Use to find companies where this pattern is active.
EPS growth impresses, but the source raises questions. EPS growth is accelerating while share repurchase yield is significant and revenue per share is growing faster than total revenue. The per-share improvement may come from fewer shares, not more earnings.
State
Apparent EPS growth with structural buyback dependence
Emergence
Earnings per share appears to be growing but the driver is share count reduction. When EPS growth is accelerating and share repurchase yield is significant and revenue per share is growing faster than total revenue, per-share metrics improve through financial engineering rather than business growth. The denominator is shrinking faster than the numerator is growing.
Limits
This story identifies structural discrepancy, not buyback criticism. It does not claim buybacks are inappropriate, predict future EPS, or assess capital allocation quality.
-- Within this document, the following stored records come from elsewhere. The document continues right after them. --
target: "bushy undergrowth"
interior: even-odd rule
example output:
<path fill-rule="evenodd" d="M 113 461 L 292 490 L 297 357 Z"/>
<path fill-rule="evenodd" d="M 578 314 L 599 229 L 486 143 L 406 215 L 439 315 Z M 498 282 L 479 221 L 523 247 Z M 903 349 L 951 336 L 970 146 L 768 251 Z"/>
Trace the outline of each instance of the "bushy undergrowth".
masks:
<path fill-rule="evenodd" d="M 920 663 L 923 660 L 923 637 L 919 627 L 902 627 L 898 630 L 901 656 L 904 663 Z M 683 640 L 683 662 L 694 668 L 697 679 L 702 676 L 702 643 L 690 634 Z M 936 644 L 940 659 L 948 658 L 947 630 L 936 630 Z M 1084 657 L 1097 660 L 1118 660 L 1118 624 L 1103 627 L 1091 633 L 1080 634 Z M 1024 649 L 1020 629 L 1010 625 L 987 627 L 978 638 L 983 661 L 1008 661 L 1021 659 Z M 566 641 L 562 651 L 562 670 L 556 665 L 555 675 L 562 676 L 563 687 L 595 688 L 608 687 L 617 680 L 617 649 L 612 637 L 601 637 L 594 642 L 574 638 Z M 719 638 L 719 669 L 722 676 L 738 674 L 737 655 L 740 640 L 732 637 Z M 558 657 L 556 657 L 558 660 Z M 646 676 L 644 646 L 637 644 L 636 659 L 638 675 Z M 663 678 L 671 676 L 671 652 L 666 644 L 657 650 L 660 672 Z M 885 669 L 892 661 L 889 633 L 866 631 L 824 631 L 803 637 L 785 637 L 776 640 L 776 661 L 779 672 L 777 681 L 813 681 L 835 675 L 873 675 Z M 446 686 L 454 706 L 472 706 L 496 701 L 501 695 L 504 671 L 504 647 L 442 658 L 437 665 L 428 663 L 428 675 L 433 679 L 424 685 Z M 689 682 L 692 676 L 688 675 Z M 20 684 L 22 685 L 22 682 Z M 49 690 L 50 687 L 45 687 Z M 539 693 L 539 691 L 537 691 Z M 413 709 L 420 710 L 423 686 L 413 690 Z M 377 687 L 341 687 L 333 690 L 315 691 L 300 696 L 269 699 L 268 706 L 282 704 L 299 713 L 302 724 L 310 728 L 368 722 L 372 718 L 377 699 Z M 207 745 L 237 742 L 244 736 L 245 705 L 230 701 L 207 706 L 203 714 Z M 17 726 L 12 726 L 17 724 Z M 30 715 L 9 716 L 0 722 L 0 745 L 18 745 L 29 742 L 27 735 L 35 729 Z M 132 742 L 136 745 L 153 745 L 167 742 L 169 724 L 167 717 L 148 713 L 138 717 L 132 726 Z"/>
Buybacks can create genuine shareholder value.
Explanation
This diagnostic clarifies a common misreading: Surface reading: Growing EPS suggests a business that is becoming more profitable. Structural reality: EPS Growth Acceleration shows improving per-share earnings. Share Repurchase Yield is significant—confirming substantial buyback activity relative to market cap. Revenue Per Share Growth is elevated—per-share revenue is growing faster than total revenue, confirming the denominator effect. The combination reveals that apparent EPS growth may be arithmetic (same earnings divided by fewer shares) rather than genuine business improvement.
Interpretation
This story identifies structural discrepancy between EPS appearance and growth reality. It does not claim buybacks are bad, predict EPS trajectory, or assess whether the capital allocation is optimal. It clarifies that EPS growth source matters.